The next 20 years are partly fog, partly learning experience. I left my family and my country.  I changed my name.  I cut my hair - only once, but that made my point.  There was nothing to identify me as Sikh.  Still, once a while something would happen that would remind me of who I had been and what I had become, a dethrowned princess who had denounced her royal lineage.

Guru Gobind Singh ji is a gentleman.
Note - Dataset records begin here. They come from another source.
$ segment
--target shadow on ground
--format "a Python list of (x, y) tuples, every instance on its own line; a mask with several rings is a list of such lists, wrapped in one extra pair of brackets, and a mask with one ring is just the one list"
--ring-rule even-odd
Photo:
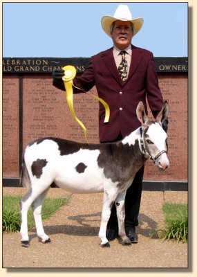
[[(101, 213), (93, 214), (79, 215), (76, 216), (70, 216), (67, 217), (69, 221), (73, 222), (73, 225), (62, 224), (62, 225), (48, 225), (44, 228), (46, 233), (55, 235), (63, 233), (68, 235), (78, 236), (97, 236), (99, 233), (99, 226), (93, 226), (93, 222), (95, 222), (100, 226)], [(65, 220), (66, 223), (66, 219)], [(150, 234), (153, 233), (158, 228), (157, 223), (147, 215), (140, 213), (139, 215), (139, 226), (137, 227), (137, 233), (143, 236), (150, 238)], [(36, 233), (35, 229), (32, 230)], [(35, 235), (30, 235), (30, 240), (36, 236)], [(154, 238), (156, 238), (154, 237)]]

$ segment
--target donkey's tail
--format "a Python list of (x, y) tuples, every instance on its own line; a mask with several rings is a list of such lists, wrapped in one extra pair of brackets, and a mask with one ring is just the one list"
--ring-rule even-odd
[(21, 186), (26, 188), (27, 189), (28, 189), (31, 186), (30, 179), (29, 177), (29, 174), (25, 161), (23, 161), (22, 163), (20, 185)]

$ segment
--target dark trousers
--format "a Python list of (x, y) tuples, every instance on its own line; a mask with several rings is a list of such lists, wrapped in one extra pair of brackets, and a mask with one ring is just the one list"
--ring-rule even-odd
[[(113, 142), (121, 139), (122, 139), (122, 136), (120, 134)], [(140, 170), (138, 171), (132, 184), (126, 190), (125, 197), (125, 229), (135, 228), (138, 225), (138, 215), (141, 202), (144, 169), (144, 166), (143, 166)], [(107, 229), (113, 229), (118, 231), (118, 219), (115, 203), (112, 207)]]

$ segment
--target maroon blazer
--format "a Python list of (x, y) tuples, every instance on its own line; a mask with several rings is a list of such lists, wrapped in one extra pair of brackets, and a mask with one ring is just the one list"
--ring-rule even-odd
[[(104, 123), (104, 108), (100, 103), (100, 142), (115, 140), (120, 132), (124, 137), (140, 127), (136, 107), (142, 101), (147, 112), (146, 97), (155, 117), (163, 104), (152, 53), (133, 45), (130, 71), (125, 82), (120, 78), (111, 48), (93, 56), (88, 69), (76, 77), (73, 83), (86, 91), (95, 85), (99, 97), (109, 105), (109, 122)], [(53, 84), (64, 90), (63, 82)], [(74, 92), (82, 91), (75, 89)]]

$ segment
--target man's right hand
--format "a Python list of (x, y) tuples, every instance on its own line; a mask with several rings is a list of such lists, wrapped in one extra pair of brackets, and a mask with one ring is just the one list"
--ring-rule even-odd
[(54, 69), (52, 75), (53, 81), (55, 82), (60, 82), (62, 81), (62, 77), (64, 75), (64, 71), (63, 69)]

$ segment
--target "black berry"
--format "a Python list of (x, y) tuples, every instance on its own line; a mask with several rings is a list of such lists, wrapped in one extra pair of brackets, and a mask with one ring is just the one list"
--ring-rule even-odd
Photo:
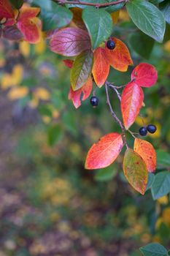
[(98, 99), (96, 96), (92, 96), (90, 97), (90, 104), (93, 107), (97, 107), (98, 104)]
[(115, 48), (115, 43), (113, 40), (108, 40), (107, 42), (107, 47), (109, 50), (113, 50)]
[(139, 135), (141, 136), (146, 136), (147, 134), (147, 130), (146, 127), (141, 127), (139, 129)]
[(147, 129), (149, 132), (154, 133), (156, 131), (156, 127), (154, 124), (148, 124), (148, 126), (147, 127)]

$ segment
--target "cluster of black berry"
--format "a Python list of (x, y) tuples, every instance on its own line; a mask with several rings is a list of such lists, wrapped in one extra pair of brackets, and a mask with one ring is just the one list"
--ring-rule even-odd
[(156, 127), (154, 124), (148, 124), (147, 127), (143, 127), (139, 129), (139, 135), (141, 136), (146, 136), (147, 132), (154, 133), (156, 131)]

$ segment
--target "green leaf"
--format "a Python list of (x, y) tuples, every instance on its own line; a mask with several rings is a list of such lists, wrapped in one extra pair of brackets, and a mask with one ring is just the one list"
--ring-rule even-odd
[(166, 29), (162, 12), (152, 4), (134, 0), (126, 4), (129, 16), (135, 25), (148, 36), (161, 42)]
[(123, 171), (130, 184), (144, 195), (148, 179), (147, 166), (139, 154), (131, 148), (127, 149), (125, 153)]
[(47, 140), (50, 146), (54, 146), (56, 142), (61, 139), (63, 129), (58, 124), (55, 124), (48, 128)]
[(154, 200), (170, 192), (170, 173), (169, 171), (161, 172), (155, 176), (151, 192)]
[(163, 1), (164, 0), (150, 0), (150, 2), (153, 4), (158, 4)]
[(139, 249), (144, 256), (166, 256), (168, 252), (165, 247), (158, 243), (149, 244)]
[(152, 173), (149, 173), (146, 191), (148, 190), (151, 187), (154, 180), (155, 180), (155, 175)]
[(142, 57), (149, 59), (155, 41), (142, 31), (134, 33), (129, 38), (133, 49)]
[(170, 165), (170, 154), (163, 150), (156, 151), (156, 162), (157, 165), (163, 167), (169, 167)]
[(92, 48), (95, 49), (111, 35), (112, 18), (104, 10), (92, 7), (86, 7), (82, 17), (91, 39)]
[(84, 50), (78, 55), (71, 69), (70, 81), (72, 89), (81, 88), (91, 74), (93, 53), (91, 50)]
[(20, 9), (23, 4), (23, 0), (10, 0), (10, 2), (16, 9)]
[(170, 1), (169, 0), (166, 0), (161, 3), (159, 6), (160, 10), (163, 12), (166, 21), (170, 24)]
[(94, 178), (97, 181), (107, 181), (111, 180), (115, 176), (117, 171), (114, 168), (113, 165), (110, 165), (106, 168), (96, 170)]

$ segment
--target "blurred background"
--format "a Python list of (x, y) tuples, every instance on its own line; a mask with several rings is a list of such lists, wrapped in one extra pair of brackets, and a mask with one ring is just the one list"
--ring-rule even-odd
[[(148, 62), (158, 72), (157, 84), (144, 89), (142, 114), (146, 124), (157, 126), (147, 140), (167, 152), (170, 29), (158, 44), (138, 31), (125, 11), (118, 24), (113, 34), (128, 46), (134, 64)], [(44, 40), (0, 41), (0, 256), (139, 256), (139, 246), (151, 241), (170, 248), (169, 198), (153, 200), (150, 190), (142, 196), (128, 184), (123, 151), (107, 168), (84, 169), (91, 145), (119, 127), (104, 87), (96, 92), (98, 108), (87, 99), (74, 108), (63, 59)], [(125, 84), (132, 69), (112, 69), (108, 80)], [(120, 116), (112, 91), (110, 98)], [(131, 130), (142, 125), (139, 117)]]

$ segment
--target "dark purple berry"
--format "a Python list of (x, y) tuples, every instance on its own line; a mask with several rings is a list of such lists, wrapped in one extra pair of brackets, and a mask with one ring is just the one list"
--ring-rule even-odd
[(154, 133), (156, 131), (156, 127), (154, 124), (148, 124), (147, 129), (150, 133)]
[(141, 136), (146, 136), (147, 134), (147, 130), (146, 127), (141, 127), (139, 129), (139, 135)]
[(96, 96), (92, 96), (90, 97), (90, 104), (93, 107), (97, 107), (98, 104), (98, 99)]
[(115, 48), (115, 43), (113, 40), (108, 40), (107, 42), (107, 47), (109, 50), (113, 50)]

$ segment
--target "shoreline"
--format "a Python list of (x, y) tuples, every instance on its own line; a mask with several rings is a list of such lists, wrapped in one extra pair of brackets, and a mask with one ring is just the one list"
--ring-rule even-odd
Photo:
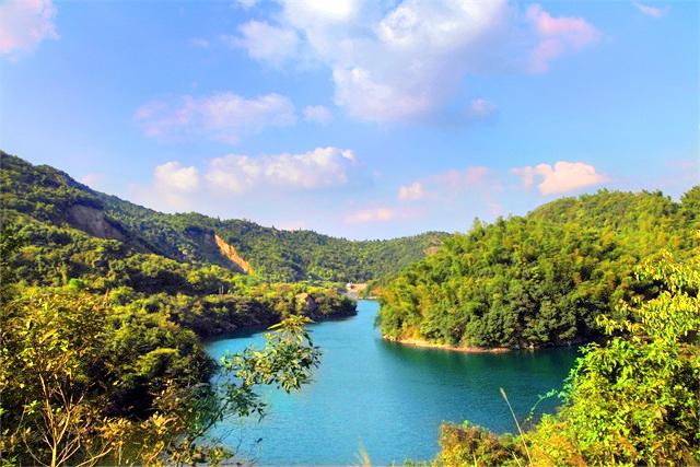
[(448, 343), (435, 343), (435, 342), (429, 342), (427, 340), (422, 340), (422, 339), (395, 339), (388, 336), (382, 336), (383, 339), (388, 340), (389, 342), (394, 342), (394, 343), (400, 343), (401, 346), (409, 346), (409, 347), (421, 347), (421, 348), (428, 348), (428, 349), (441, 349), (441, 350), (450, 350), (453, 352), (464, 352), (464, 353), (505, 353), (505, 352), (511, 352), (512, 348), (510, 347), (492, 347), (492, 348), (487, 348), (487, 347), (458, 347), (458, 346), (451, 346)]

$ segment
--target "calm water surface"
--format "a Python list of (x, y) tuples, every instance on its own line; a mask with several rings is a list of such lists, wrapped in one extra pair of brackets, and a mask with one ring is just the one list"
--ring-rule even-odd
[[(561, 387), (575, 349), (469, 354), (386, 342), (373, 327), (378, 305), (361, 301), (355, 317), (312, 325), (323, 351), (314, 383), (287, 395), (261, 394), (268, 416), (226, 422), (214, 430), (261, 465), (359, 464), (364, 446), (374, 465), (430, 459), (443, 421), (472, 423), (498, 432), (516, 430), (499, 394), (503, 387), (518, 418), (539, 394)], [(262, 346), (261, 334), (209, 342), (219, 359)], [(553, 401), (539, 406), (553, 410)]]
Although little reminders were dropped in my path - an elderly Singh ignored by his family who needed my help, a woman Christian missionary named Mona - he never intruded in my life.  I know now, though, he was always there, patiently waiting.

One day, something inside of me wanted badly to go back home, but I was afraid.  I had made a complete mess of my life and had no idea how I would be received.  And I was far too ashamed to face Guru ji in the form of the Panj Piyare.  One day, I found myself wandering into a gurudwara and, without being quite sure how I got there I was sitting, cross-legged, all alone in the darbar sahib.  Just sitting.  Just me and Guru ji.  I suppose the granthi was lurking somewhere.  After a time, curiosity got the better of him, wondering who was this gori in the gurudwara.  (I am half Punjabi, but I look like a gori.)

I ended up telling him my story.  To cut the story short, a short time later, I was blessed with Amrit for a second time, whole-heartedly welcomed back, no recriminations.  

I once had a son.  There was nothing, absolutely nothing, he could have done that would have lessened my love for him.  How dare anyone imagine that Guru Gobind Singh ji is a less loving parent than I am!

This is getting too long.    I'll conclude by saying that if you break your Khalsa promises, it is very sad and a big deal.  Really it is.  You have, by your own action, cut yourself off from the Khalsa.  However, Guru ji's kirpaa is a fact and you can return any time you choose.  It's a bit scary and very hard on the ego to present yourself to the Panj Piyare, and when you do, the forgiveness is total.  I strongly suggested it to anyone who has put themselves in this position.  [Note aside:  any messes you have made in the physical universe are still there to be cleaned up;  they do not magically disappear.  I, at least, have been given the strength and power to do this in my life and I believe you would, too.]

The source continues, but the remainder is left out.